The bottom line is this:  The marketplace that made America richer than it ever imagined in the 1990s was a $1 trillion market with four – with what, 1 billion users.  One and one; $1 trillion market, 1 billion users.  Every single income earner in America, every quintile of our percentage of taxpayers, from the bottom 20 percent to the top, saw their incomes go up during the course of the 1990s.  We created more wealth in America because of one sector of our economy, the technology sector, that boomed, and it provided goods to those 1 billion people and became a $1 trillion market. 

Well, guess what?  The energy market that I am talking about today, as you look at it, is a $6 trillion market with 4 to 5 billion users, and it’s going to go up to 9 billion users by 2050.  It’s the mother of all markets.  It’s the greatest opportunity to build infrastructure, build power plants that are clean, build windmills, build alternatives, to have a whole new restructuring of the goods and services that are provided to people that provide the energy of the world.  And given the fact that almost half of the world still lives on about $2 a day and a huge percentage on $1 a day, the capacity for this development to change lives, save lives, reduce conflict, have an impact on security, change our ability to dream about a different kind of future is absolutely extraordinary.

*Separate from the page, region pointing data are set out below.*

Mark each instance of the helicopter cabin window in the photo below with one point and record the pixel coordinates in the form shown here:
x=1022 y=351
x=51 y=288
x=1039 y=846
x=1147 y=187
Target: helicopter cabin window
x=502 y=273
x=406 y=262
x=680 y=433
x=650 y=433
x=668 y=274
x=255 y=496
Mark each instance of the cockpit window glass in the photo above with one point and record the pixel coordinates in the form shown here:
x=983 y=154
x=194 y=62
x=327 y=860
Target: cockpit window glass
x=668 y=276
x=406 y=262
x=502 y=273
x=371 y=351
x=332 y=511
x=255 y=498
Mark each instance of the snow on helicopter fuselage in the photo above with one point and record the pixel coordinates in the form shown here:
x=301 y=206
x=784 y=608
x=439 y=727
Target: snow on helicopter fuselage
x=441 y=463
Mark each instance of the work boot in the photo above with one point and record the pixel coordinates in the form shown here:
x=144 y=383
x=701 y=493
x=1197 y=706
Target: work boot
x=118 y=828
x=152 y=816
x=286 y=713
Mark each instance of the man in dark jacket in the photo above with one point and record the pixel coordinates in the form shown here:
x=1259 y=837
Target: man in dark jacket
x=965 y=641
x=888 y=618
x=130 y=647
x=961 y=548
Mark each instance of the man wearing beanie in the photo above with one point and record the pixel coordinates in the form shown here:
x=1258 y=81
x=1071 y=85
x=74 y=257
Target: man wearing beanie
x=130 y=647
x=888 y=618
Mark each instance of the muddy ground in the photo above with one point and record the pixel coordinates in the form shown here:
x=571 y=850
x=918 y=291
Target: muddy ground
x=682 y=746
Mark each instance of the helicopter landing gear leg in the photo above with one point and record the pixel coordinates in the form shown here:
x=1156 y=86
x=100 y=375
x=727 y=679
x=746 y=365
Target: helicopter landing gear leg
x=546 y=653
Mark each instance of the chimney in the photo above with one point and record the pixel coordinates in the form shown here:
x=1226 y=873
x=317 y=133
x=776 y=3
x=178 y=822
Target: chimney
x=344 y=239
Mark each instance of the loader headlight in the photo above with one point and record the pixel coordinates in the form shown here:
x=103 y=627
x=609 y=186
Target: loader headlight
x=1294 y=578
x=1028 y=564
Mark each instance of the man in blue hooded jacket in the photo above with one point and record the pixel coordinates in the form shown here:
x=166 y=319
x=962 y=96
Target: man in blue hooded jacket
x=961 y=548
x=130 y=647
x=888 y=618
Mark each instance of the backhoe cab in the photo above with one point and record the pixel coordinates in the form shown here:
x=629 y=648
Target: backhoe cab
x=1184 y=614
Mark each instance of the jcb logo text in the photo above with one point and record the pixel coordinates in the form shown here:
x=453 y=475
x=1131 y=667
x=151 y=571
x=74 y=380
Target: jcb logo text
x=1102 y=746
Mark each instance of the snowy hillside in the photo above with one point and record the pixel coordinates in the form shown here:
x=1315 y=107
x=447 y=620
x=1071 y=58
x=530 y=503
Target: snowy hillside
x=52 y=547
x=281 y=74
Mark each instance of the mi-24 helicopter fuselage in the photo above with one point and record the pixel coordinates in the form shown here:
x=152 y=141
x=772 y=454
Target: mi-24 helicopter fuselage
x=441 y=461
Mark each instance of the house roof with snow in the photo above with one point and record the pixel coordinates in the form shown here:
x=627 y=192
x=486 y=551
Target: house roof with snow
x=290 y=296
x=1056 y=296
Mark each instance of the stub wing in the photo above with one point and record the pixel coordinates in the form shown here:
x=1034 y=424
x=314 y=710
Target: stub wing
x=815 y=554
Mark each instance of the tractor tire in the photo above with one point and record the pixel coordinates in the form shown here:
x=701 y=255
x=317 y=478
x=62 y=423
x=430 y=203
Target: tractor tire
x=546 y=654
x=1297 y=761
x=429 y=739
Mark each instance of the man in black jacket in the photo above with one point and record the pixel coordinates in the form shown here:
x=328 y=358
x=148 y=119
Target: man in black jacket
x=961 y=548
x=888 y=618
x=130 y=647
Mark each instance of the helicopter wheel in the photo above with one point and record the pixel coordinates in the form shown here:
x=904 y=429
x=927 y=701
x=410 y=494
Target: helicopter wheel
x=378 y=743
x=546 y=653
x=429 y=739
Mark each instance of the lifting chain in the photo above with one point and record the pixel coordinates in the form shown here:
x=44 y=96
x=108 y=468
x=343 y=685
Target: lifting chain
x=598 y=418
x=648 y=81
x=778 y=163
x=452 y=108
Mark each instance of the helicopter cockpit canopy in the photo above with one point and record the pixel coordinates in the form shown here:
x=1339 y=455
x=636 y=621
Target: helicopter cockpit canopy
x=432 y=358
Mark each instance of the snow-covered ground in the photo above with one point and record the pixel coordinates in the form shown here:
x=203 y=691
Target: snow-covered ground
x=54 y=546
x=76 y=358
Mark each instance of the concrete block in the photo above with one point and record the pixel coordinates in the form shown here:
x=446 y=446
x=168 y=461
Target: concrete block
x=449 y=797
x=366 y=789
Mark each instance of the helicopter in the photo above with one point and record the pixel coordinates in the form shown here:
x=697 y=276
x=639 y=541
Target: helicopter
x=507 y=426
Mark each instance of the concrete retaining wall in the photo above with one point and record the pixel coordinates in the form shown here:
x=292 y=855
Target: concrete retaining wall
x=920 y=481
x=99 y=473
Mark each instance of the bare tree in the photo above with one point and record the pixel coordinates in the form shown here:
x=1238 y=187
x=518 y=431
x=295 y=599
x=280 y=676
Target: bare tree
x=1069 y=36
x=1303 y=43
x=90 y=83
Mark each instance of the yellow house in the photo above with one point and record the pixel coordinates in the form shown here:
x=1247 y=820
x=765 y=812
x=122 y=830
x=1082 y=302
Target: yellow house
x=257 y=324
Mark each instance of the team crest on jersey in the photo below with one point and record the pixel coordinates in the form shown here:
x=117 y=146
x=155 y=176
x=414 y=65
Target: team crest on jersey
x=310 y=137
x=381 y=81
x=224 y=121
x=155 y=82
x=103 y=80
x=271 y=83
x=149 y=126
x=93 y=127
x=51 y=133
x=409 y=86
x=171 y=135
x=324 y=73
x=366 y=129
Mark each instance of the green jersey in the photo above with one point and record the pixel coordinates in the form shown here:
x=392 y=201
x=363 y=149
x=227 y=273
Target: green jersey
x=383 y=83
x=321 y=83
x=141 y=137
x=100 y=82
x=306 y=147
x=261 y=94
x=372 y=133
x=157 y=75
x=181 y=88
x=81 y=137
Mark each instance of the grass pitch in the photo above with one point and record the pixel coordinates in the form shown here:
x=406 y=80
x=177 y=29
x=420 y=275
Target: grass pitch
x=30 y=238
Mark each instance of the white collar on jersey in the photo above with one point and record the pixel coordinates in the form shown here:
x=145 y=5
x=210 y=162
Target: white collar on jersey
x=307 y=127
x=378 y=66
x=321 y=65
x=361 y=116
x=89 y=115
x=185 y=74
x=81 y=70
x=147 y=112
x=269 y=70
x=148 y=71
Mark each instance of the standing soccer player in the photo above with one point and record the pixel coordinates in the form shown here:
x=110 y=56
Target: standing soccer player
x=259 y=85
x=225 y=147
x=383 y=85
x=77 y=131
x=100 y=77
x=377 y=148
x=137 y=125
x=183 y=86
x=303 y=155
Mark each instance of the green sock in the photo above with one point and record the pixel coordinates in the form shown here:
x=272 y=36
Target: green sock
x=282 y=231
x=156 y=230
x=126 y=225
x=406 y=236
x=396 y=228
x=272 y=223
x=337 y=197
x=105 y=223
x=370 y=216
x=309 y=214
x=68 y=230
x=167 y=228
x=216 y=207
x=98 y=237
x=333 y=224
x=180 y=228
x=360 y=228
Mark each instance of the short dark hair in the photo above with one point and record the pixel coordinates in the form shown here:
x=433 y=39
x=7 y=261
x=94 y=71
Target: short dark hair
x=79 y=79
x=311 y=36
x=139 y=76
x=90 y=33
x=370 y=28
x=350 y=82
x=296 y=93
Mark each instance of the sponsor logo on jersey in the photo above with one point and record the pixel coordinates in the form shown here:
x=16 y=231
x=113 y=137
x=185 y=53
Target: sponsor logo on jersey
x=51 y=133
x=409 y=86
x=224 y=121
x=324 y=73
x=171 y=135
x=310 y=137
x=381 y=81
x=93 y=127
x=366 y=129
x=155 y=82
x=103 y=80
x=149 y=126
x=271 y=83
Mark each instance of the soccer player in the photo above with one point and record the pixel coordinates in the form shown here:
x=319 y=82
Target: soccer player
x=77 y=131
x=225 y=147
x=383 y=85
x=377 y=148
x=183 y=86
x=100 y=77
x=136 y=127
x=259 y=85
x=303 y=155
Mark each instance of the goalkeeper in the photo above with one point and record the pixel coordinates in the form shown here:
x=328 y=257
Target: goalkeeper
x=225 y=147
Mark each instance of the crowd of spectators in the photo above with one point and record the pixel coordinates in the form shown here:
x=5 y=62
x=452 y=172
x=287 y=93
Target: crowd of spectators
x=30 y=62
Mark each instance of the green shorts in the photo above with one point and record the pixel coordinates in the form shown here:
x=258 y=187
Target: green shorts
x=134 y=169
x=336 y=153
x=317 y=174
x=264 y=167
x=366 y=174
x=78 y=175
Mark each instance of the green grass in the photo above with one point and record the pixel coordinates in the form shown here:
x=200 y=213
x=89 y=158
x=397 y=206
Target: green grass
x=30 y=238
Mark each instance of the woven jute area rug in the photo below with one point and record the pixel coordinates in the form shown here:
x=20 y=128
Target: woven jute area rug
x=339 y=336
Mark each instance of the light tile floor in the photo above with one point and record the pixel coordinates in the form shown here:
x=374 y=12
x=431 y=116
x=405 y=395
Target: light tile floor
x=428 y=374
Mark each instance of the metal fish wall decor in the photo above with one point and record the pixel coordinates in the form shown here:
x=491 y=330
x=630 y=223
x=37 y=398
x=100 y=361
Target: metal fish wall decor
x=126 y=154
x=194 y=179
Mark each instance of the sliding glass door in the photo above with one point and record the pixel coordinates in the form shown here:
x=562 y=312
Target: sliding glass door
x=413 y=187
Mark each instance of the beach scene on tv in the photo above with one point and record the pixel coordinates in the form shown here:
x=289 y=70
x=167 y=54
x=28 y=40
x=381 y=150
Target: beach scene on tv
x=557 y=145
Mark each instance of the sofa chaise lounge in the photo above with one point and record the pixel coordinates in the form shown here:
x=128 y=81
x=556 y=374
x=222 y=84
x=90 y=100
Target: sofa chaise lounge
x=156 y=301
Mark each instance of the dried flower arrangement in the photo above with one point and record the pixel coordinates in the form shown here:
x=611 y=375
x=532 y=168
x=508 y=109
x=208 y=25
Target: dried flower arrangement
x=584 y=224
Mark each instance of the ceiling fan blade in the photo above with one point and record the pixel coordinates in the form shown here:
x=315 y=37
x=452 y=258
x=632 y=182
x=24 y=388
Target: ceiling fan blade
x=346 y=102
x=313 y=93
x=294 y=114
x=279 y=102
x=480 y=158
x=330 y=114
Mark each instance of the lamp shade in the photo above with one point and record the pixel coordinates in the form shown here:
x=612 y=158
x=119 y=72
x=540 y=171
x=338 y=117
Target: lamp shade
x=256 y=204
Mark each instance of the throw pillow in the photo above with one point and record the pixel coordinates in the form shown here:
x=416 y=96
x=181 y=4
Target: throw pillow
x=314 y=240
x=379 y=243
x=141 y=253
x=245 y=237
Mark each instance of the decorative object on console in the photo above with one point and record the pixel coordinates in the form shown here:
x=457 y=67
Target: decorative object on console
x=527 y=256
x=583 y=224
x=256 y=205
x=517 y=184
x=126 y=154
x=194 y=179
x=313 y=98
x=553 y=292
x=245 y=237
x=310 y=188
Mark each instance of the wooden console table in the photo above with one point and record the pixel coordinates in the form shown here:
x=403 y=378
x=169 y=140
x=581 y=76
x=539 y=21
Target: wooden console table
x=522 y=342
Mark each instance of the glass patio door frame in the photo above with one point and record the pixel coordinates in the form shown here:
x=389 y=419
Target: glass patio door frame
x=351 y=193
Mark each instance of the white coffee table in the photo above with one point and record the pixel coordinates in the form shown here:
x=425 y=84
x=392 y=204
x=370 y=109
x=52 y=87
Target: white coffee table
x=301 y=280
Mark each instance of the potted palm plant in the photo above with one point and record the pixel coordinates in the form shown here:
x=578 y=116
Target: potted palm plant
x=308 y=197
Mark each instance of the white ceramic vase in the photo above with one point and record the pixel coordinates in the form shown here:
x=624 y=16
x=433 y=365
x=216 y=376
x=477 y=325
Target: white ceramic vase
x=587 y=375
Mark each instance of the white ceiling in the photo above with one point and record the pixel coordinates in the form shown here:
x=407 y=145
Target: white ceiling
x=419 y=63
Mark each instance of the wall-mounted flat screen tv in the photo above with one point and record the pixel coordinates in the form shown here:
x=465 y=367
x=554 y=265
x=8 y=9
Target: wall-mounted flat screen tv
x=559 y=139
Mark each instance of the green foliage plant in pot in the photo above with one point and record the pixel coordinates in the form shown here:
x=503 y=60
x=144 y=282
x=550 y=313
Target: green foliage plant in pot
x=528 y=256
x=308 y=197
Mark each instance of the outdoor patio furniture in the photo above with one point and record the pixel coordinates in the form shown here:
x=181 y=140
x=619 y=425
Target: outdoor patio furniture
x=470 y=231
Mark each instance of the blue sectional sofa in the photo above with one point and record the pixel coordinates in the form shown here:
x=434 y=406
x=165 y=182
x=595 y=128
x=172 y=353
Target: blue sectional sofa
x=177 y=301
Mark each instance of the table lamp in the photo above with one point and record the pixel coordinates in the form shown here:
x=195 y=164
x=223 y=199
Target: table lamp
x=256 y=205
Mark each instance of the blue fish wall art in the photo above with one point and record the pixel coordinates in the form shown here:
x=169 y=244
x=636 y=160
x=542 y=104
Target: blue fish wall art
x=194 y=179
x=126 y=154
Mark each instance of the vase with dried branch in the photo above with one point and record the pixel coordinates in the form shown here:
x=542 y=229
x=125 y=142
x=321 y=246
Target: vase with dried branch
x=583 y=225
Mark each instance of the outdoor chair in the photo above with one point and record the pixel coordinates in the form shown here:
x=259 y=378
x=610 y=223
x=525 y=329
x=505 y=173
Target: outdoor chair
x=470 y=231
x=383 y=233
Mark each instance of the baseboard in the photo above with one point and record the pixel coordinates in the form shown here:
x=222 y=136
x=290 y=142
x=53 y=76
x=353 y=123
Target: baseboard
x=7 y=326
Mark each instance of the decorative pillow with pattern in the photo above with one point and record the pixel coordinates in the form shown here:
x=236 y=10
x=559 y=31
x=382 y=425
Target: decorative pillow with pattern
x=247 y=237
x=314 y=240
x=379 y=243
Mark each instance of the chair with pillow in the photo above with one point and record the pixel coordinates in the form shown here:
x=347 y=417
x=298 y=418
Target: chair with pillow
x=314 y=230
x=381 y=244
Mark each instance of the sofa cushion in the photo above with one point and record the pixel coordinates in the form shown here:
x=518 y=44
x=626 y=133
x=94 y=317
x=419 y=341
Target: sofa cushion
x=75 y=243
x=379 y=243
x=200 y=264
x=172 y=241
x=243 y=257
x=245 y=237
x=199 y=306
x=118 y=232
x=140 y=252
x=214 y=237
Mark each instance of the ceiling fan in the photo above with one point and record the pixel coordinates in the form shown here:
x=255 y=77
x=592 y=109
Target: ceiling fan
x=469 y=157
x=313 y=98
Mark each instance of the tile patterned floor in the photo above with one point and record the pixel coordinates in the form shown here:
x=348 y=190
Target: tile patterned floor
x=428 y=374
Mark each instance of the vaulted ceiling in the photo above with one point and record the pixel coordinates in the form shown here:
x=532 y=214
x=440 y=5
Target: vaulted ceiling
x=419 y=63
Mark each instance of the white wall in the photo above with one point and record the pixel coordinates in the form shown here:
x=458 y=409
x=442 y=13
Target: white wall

So it’s a beautiful evening, you came here to have fun, I don’t want to go on and on tonight, but I’m just telling you, there is a solution staring us in the face, and the Pacific region, the Pacific islands can help to underscore to people what is really at stake.  It’s called life itself.  And the irony, the horrible fact is those nations most threatened are those nations least contributing to this problem.  So the developed world has an obligation to make this happen, and I look forward to working with our Kiwi friends and others and all of the Pacific islands.  We’re going to get this job done.  Thank you for Pacific Day.  Thank you for welcoming me here today.  Thank you very much.  (Applause.)